Hi all,
I hope everyone has settled into the year well, as we come up to being 1/12 of the way through 2023! Today it is an absolute pleasure to have Jessica Moon join the site to teach us some tricks with web scraping using Selenium and how then to visual display the output of Twitter Circles in Tableau.
Like with all tutorials, the resources can be found in the GitHub repository under the title – and the Tableau Public link points to Jessica’s dashboard. You can follow Jessica for more updates on Twitter here.
Over to Jessica for the run through.
When TwitterCircle.com hit the scene, Twitter was ablaze with Circle photos and I enjoyed looking at the #datafam circle posts and would instinctively inspect to see if there was a circle with a dark background and a woman with dark hair among those featured. I ran my own to see who I was interacting the most with. But then I wondered—was the engagement mutual? The website would allow you to search yourself or any other user without a login. This was the opportunity to write another Python program!

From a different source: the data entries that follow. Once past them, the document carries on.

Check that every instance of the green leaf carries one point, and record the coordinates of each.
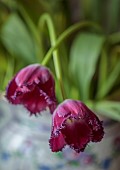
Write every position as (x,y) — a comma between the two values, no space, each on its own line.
(109,83)
(17,39)
(111,109)
(84,55)
(113,15)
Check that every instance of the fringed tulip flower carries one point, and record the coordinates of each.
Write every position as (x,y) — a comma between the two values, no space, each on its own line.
(33,87)
(74,124)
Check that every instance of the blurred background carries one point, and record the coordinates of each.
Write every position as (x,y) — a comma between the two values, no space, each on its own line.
(90,61)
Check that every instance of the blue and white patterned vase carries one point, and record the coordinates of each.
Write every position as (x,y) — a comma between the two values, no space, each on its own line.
(24,144)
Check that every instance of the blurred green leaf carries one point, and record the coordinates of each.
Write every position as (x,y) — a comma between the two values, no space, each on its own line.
(113,15)
(110,109)
(84,55)
(110,82)
(17,39)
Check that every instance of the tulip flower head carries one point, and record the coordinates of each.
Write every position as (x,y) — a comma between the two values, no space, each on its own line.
(74,124)
(33,87)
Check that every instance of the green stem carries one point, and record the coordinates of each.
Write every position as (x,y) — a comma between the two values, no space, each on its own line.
(36,36)
(66,34)
(47,19)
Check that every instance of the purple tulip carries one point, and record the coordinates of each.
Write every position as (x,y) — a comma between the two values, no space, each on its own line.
(33,87)
(74,124)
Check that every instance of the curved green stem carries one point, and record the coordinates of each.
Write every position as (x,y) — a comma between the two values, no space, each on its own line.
(68,32)
(32,27)
(47,19)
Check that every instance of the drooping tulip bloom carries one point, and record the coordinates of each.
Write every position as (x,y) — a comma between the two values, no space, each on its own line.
(74,124)
(33,87)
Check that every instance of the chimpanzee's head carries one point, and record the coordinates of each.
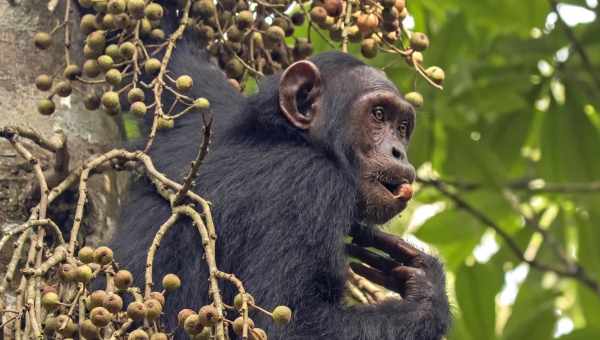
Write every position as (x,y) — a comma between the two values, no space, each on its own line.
(355,111)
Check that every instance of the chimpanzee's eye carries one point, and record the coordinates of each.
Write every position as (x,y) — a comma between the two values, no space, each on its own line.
(379,113)
(403,128)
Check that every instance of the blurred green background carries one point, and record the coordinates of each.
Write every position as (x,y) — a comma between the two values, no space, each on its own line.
(509,160)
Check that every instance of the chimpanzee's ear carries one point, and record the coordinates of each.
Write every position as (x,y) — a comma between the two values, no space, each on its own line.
(300,92)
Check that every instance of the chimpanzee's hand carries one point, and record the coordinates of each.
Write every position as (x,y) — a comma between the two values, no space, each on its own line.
(407,270)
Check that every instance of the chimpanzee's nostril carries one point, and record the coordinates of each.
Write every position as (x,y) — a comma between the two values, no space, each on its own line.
(397,153)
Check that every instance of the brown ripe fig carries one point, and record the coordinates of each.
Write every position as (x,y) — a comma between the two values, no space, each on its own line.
(46,106)
(298,18)
(88,330)
(152,66)
(367,22)
(112,50)
(318,14)
(159,336)
(282,315)
(108,22)
(116,6)
(205,9)
(113,77)
(96,299)
(50,300)
(67,271)
(400,5)
(415,58)
(184,83)
(244,19)
(390,14)
(171,282)
(153,309)
(333,7)
(66,326)
(436,74)
(183,315)
(303,48)
(369,48)
(113,302)
(100,317)
(135,8)
(88,24)
(419,41)
(123,278)
(138,334)
(110,99)
(63,88)
(257,334)
(138,108)
(127,50)
(43,82)
(414,98)
(157,34)
(104,255)
(275,34)
(86,254)
(158,296)
(153,11)
(42,40)
(90,53)
(238,325)
(96,40)
(100,5)
(237,300)
(91,101)
(136,311)
(105,62)
(209,315)
(136,94)
(192,325)
(91,68)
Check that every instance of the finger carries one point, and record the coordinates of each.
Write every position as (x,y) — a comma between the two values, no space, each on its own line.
(377,261)
(402,275)
(396,247)
(369,273)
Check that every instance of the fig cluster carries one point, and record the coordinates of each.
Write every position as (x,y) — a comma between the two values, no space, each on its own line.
(125,40)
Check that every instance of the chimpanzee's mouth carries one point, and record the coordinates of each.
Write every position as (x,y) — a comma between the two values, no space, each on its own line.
(392,186)
(398,188)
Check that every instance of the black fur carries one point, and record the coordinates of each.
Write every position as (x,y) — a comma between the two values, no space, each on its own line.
(282,205)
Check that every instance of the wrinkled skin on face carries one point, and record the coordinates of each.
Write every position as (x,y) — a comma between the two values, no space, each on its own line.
(382,123)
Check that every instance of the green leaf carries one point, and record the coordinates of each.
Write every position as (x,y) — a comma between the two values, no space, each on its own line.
(582,334)
(476,289)
(533,315)
(454,234)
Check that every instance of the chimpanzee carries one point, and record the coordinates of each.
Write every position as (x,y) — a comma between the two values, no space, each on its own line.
(317,154)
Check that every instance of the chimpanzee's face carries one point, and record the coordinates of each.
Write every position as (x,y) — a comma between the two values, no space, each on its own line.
(381,125)
(377,121)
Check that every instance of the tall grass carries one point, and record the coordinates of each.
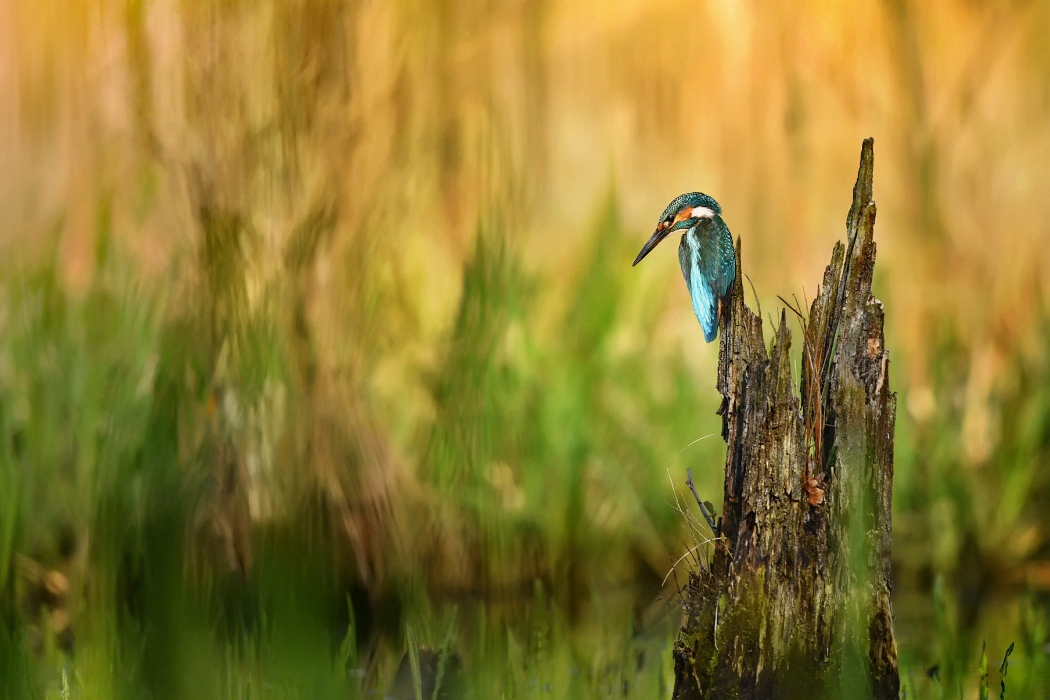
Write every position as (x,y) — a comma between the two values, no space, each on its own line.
(314,299)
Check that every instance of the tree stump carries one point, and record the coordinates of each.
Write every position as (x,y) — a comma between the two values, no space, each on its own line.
(796,599)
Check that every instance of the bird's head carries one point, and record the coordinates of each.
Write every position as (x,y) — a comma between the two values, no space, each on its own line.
(684,212)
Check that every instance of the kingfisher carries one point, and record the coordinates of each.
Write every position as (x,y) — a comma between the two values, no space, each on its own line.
(706,253)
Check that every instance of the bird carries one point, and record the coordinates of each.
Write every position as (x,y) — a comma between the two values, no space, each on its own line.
(706,253)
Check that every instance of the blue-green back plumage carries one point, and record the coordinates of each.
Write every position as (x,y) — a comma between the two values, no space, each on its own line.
(706,253)
(709,266)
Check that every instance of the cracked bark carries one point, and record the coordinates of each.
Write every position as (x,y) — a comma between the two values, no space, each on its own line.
(796,600)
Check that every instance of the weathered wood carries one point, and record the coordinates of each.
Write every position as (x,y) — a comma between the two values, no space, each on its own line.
(796,600)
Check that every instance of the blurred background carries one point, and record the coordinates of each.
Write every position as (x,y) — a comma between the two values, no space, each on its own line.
(319,338)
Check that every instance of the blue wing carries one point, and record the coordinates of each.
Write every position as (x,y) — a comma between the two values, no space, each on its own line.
(705,301)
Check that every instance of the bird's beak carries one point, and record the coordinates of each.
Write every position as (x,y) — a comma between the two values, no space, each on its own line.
(657,236)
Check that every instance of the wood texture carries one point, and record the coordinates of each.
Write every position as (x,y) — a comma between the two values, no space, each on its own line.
(796,600)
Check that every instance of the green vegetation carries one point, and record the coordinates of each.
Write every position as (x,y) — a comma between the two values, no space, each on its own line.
(317,332)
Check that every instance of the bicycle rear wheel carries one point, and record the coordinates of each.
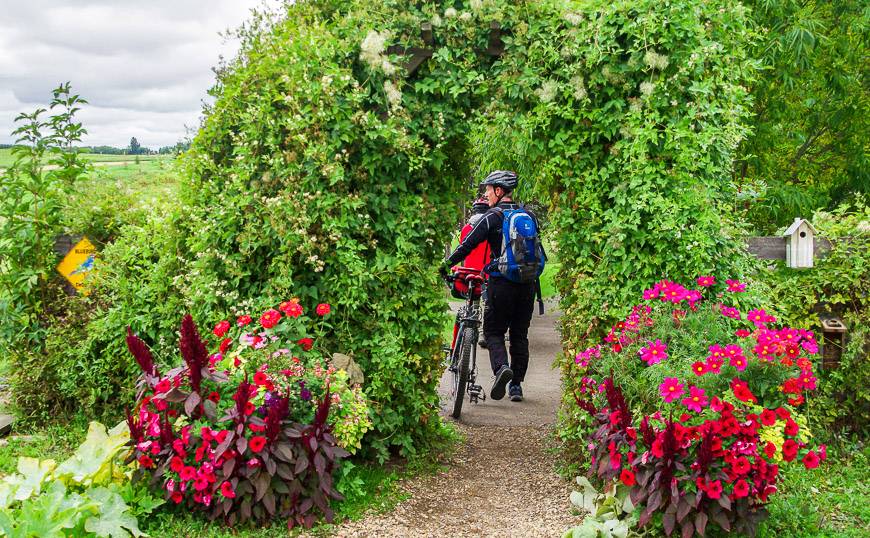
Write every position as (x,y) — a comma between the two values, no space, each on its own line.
(464,344)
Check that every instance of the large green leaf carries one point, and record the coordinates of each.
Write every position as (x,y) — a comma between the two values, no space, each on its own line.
(28,481)
(113,520)
(93,461)
(47,515)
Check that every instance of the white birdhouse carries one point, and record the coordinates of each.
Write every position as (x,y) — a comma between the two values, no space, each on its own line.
(799,243)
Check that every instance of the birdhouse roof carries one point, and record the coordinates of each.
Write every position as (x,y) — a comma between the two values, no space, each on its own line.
(796,224)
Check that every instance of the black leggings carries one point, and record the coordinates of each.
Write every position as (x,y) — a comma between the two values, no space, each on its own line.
(509,307)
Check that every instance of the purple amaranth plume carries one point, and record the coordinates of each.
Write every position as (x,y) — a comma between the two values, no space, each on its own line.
(141,353)
(137,431)
(242,398)
(193,351)
(647,433)
(616,402)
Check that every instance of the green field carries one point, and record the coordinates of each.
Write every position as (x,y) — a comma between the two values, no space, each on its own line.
(6,158)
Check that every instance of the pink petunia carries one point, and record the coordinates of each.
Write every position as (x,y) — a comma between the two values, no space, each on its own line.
(706,281)
(671,389)
(696,400)
(654,353)
(735,286)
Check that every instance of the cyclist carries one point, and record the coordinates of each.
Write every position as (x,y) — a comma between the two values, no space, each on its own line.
(476,259)
(509,305)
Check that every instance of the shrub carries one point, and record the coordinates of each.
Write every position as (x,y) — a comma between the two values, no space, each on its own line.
(697,439)
(245,433)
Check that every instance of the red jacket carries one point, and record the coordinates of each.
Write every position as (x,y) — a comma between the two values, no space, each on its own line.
(478,257)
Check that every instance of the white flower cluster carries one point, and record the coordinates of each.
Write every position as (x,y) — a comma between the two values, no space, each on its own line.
(372,52)
(579,88)
(646,88)
(394,96)
(547,92)
(654,60)
(573,18)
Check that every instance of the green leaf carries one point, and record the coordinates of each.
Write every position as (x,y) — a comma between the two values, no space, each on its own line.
(92,462)
(28,482)
(113,520)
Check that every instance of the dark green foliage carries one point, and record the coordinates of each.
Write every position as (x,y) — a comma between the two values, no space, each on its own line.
(808,148)
(323,170)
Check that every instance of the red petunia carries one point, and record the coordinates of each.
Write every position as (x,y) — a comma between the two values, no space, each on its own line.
(163,386)
(789,450)
(188,473)
(714,489)
(221,328)
(261,379)
(270,318)
(227,490)
(257,443)
(741,489)
(176,464)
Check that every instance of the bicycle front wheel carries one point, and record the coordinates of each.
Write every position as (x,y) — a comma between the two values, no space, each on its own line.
(464,345)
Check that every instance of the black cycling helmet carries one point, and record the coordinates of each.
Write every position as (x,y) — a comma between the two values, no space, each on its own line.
(479,206)
(505,179)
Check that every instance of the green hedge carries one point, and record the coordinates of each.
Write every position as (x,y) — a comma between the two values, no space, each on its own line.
(323,171)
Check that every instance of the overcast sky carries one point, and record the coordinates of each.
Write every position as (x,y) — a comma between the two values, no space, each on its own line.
(144,66)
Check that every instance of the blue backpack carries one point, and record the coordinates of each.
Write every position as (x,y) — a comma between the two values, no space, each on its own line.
(522,255)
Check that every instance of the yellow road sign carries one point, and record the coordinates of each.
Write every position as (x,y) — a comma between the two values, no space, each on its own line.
(78,262)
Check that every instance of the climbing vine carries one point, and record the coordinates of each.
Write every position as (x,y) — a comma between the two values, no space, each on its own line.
(326,170)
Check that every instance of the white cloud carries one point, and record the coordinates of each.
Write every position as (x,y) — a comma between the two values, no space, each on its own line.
(144,67)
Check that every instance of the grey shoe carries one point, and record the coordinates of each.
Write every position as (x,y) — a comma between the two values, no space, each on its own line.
(502,377)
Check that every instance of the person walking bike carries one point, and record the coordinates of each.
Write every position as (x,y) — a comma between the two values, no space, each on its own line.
(511,231)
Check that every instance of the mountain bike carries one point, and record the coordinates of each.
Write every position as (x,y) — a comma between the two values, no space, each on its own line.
(461,356)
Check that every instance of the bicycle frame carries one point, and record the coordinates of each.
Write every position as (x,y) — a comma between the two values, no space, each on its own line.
(469,316)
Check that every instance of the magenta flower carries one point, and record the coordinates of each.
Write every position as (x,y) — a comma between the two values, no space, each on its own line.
(735,286)
(738,362)
(671,389)
(696,400)
(730,312)
(654,353)
(706,281)
(758,317)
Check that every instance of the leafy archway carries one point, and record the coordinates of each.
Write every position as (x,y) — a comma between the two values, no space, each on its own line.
(324,169)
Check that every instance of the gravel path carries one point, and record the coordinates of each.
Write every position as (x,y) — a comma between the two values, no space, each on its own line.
(501,481)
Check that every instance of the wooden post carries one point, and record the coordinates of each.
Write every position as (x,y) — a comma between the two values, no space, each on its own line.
(833,342)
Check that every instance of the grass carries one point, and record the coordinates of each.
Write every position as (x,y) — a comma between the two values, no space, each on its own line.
(833,500)
(6,158)
(368,488)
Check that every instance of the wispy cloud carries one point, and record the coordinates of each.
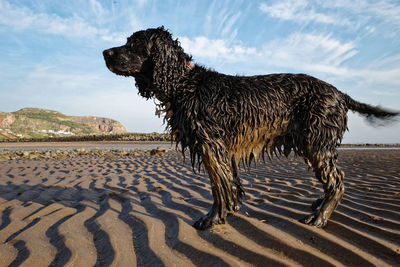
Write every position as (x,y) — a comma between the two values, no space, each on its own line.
(22,18)
(300,11)
(218,49)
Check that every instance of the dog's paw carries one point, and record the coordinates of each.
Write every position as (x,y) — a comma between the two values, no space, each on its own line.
(207,221)
(317,203)
(315,219)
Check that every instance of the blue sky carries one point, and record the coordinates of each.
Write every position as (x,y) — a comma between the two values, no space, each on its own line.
(52,51)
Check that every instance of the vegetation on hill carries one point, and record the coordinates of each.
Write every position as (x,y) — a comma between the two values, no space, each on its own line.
(35,123)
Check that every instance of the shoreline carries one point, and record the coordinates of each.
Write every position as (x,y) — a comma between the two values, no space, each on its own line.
(135,209)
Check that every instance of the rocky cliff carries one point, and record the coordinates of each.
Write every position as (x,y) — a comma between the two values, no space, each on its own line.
(34,122)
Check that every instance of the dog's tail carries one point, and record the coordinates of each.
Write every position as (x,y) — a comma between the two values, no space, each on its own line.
(368,111)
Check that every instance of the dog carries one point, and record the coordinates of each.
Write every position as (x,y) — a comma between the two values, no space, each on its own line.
(226,120)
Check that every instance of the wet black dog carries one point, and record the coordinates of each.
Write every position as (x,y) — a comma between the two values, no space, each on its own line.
(226,119)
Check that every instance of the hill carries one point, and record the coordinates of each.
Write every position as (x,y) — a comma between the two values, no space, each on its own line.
(41,123)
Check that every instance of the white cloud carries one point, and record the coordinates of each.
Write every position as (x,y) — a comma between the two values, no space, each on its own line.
(318,54)
(204,48)
(22,18)
(299,10)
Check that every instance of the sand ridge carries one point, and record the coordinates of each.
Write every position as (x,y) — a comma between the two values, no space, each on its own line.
(137,210)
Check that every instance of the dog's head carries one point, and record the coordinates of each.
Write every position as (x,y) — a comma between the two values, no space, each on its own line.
(152,57)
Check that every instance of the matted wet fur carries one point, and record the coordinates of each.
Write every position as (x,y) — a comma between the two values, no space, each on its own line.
(224,120)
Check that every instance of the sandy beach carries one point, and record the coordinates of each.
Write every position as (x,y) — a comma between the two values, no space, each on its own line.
(137,210)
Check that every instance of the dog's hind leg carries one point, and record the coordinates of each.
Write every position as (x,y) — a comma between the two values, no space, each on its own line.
(331,178)
(237,185)
(226,190)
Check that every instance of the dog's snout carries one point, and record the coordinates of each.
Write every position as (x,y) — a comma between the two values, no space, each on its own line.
(108,52)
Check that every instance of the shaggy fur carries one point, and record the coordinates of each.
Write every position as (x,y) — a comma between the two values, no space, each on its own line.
(224,120)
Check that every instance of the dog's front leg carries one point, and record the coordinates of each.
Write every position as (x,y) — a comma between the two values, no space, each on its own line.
(224,191)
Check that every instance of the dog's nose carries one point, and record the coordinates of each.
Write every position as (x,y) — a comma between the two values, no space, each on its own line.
(108,52)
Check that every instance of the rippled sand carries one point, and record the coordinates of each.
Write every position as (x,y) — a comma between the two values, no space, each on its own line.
(138,210)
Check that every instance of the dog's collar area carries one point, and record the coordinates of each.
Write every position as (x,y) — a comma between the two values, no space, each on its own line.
(189,66)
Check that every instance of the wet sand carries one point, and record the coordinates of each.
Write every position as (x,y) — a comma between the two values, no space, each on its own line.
(138,211)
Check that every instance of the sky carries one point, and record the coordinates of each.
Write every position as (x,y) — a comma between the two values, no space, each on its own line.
(51,51)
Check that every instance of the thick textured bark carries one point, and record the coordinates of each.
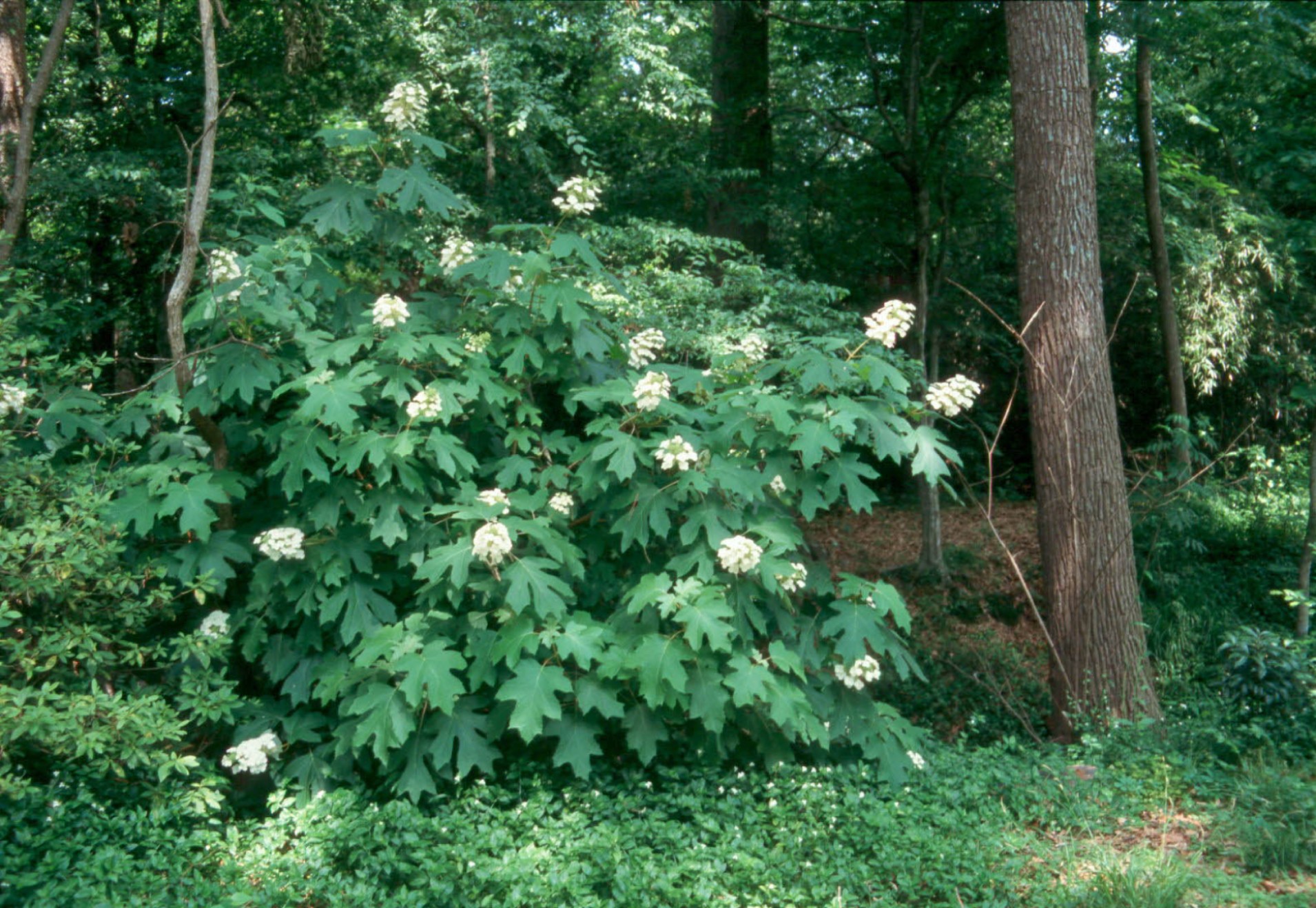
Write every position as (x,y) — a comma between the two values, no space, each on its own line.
(743,131)
(1304,565)
(14,75)
(16,196)
(1161,254)
(1099,662)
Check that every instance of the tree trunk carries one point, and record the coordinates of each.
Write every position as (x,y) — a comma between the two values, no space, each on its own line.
(931,558)
(1161,257)
(1099,659)
(1093,27)
(16,196)
(192,223)
(743,132)
(1304,565)
(14,75)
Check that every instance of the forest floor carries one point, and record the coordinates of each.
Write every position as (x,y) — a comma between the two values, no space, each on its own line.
(991,608)
(983,603)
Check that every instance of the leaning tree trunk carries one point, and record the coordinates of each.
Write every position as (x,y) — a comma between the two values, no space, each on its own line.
(14,75)
(192,223)
(1099,659)
(743,132)
(932,559)
(1161,257)
(16,195)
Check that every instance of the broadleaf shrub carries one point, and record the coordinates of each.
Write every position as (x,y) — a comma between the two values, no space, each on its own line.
(457,515)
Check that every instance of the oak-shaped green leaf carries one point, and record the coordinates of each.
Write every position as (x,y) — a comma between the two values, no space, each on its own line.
(533,688)
(707,620)
(429,674)
(192,499)
(644,732)
(416,778)
(533,584)
(389,720)
(658,666)
(598,697)
(466,732)
(578,741)
(856,627)
(749,681)
(582,640)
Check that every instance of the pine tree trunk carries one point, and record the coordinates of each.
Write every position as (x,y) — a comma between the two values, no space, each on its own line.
(1161,256)
(743,132)
(16,196)
(1099,662)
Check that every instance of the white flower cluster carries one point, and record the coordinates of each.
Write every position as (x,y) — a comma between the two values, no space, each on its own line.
(577,196)
(215,626)
(426,404)
(739,555)
(953,395)
(282,542)
(495,497)
(455,253)
(253,754)
(224,266)
(677,453)
(12,399)
(645,347)
(890,322)
(477,342)
(493,544)
(794,582)
(753,348)
(865,672)
(390,311)
(406,105)
(652,390)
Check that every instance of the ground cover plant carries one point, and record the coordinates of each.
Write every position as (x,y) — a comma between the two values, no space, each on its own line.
(998,825)
(478,466)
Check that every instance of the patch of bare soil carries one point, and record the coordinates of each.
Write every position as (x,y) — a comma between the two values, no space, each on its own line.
(978,628)
(986,558)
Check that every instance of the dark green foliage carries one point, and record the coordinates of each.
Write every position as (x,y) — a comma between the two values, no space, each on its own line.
(1265,672)
(1274,819)
(101,670)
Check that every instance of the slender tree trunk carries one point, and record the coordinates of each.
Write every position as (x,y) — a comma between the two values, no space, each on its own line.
(14,75)
(743,131)
(1093,27)
(490,147)
(1304,564)
(192,223)
(1161,256)
(17,194)
(931,556)
(1099,659)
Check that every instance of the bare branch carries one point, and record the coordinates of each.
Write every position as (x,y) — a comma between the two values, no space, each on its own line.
(17,195)
(789,20)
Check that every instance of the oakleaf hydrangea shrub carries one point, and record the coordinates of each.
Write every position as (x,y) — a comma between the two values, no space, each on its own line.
(105,672)
(436,553)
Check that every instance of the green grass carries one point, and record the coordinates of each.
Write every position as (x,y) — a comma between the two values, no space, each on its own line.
(1002,825)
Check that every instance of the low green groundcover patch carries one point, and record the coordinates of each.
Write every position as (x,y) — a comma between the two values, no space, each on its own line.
(994,827)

While I prefer to use Beautiful Soup for web scraping, it has limitations like it can’t click elements of a webpage and if the page uses a lot of JavaScript—the soup isn’t going to return much of use. These are situations where I use Selenium. Selenium can not only scrape the rendered html of a page, but it can also enter text, click elements, etc like a user could interacting with a site.
Before we discuss specifics, web scraping can be a real grey area. Make sure to check out sites’ terms of use and /robots.txt files. In the program I wrote, I made sure that between waits and sleeps, I would not be bogging down the site as each user ran (45 in total) would take approximately 35 seconds before the next user was ran.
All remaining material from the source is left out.